Это обещание очень странно, но оно несколько смягчается тем уверением, что в пустыне будут и боги. Но если бы мне привелось стать святым, я ни за что не пошел бы в пустыню, потому что я видел японскую нечисть, и она мне совсем не пришлась по душе.

Кинъюро, садовник, вчера показал мне ее. Вся чертовщина приехала в наш город на мацури нашего храма. Вечер праздника обещал много интересного и поэтому, как только стемнело, мы отправились к храму; Кинъюро нес зажженный бумажный фонарь с моим вензелем.

С утра выпало много снегу, но к вечеру небо и холодный недвижный воздух стали алмазно-прозрачны. Мы шли по твердому снегу, приятно хрустящему под ногами, и я спросил:

— Скажи-ка, Кинъюро, есть ли снежный бог?

— Не знаю, — ответил Кинъюро. — Есть много богов, которых я не знаю — да и никто не может знать всех богов. Но есть Юки-Онна, снежная женщина.

— Кто же это такое, эта Юки-Онна?

— Это белая женщина, от нее снежные привидения. Она не трогает никого, только пугает. Днем она лишь приподнимает голову, наводит страх на одинокого путника; но ночью она иногда поднимается выше деревьев, смотрит по сторонам и рассыпается снежной метелью.

— А какое лицо у нее?

— Белое-белое, огромное и унылое лицо.

Кинъюро сказал «самушии»; обыкновенное значение этого слова «унылое», но он хотел сказать страшное.

— Кинъюро, а ты ее видел?

— Нет, господин, я сам не видел ее никогда; но отец мне рассказывал, что раз в детстве, перебегая по снегу в соседний дом, где он хотел поиграть с другим мальчуганом, он по пути вдруг увидел огромное белое лицо, которое страшно озиралось кругом. С громким криком он со всех ног пустился бежать, еле домой добежал. Все его домашние поспешили на улицу, чтобы увидеть привидение, но там ничего не было, кроме снега. Тогда они поняли, что мальчик видел Юки-Онну.

— Кинъюро, а теперь она показывается еще иногда?

— Да, те, кто во время дайкана, самой великой стужи, идут на богомолье в Ябумура, те иногда встречают ее.

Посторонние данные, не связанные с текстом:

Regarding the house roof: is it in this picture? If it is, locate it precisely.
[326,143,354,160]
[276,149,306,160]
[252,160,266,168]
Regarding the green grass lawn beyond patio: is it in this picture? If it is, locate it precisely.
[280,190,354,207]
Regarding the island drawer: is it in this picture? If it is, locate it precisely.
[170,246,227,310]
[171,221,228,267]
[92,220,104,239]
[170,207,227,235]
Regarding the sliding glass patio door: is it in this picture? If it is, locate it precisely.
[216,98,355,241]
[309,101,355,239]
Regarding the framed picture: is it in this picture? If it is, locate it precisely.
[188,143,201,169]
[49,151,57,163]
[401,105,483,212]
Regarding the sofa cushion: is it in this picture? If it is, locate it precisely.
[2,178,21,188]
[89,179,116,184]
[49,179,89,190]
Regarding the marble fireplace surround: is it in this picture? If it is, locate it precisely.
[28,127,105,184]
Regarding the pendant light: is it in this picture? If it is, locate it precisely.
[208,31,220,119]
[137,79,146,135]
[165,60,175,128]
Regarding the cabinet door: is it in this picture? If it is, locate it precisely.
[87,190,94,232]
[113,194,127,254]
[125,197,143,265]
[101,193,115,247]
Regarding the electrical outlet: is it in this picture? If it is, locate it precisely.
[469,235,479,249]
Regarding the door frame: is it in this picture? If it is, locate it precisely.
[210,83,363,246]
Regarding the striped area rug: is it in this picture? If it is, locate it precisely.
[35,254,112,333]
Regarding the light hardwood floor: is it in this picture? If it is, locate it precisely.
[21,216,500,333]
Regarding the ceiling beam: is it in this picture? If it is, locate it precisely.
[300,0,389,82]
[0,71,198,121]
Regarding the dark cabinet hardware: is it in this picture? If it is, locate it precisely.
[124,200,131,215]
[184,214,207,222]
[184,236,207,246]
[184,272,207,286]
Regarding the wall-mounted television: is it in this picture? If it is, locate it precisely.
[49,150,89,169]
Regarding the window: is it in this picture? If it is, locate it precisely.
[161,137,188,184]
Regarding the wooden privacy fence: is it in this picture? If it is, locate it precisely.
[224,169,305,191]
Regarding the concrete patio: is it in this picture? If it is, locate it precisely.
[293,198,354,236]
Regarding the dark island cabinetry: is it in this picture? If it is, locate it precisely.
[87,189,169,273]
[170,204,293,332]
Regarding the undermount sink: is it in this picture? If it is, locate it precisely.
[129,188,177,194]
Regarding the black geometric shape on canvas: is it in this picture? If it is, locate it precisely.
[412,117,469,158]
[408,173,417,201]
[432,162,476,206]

— Кинъюро, а что там такое?

— Там старый-престарый высоко чтимый храм, посвященный богу простуд, Казэ-но-Ками. Он стоит на высоком холме почти девять ри от Мацуэ. И величайший мацури в честь этого храма празднуют в девятый и одиннадцатый день второго месяца. Много странного случается там в эти дни. Дело в том, что всякий, кто страдает сильной простудой, молит это божество об исцелении и дает обещание во время мацури дойти голым до этого храма.

— Голым?

— Да. На странниках только варадзи да маленький платок вокруг бедер. И вот множество голых мужчин и женщин тянутся по снегу по направлению к храму, а снег в это время года очень глубок. Каждый мужчина несет с собою в дар божеству связку гохей и блестящую саблю, каждая женщина — металлическое зеркало. В храме их встречают жрецы и совершают странные ритуалы: по старинному обычаю они представляются больными, ложатся на пол, стонут, охают и глотают лекарства, приготовленные из растений по китайским рецептам.

— Но разве никто не умирает от простуды, Кинъюро?

— Нет, наши земляки в Ицумо закалены. Кроме того, им делается жарко от быстрого бега; а на обратном пути они кутаются в толстое теплое платье. Но иногда на пути им показывается Юки-Онна.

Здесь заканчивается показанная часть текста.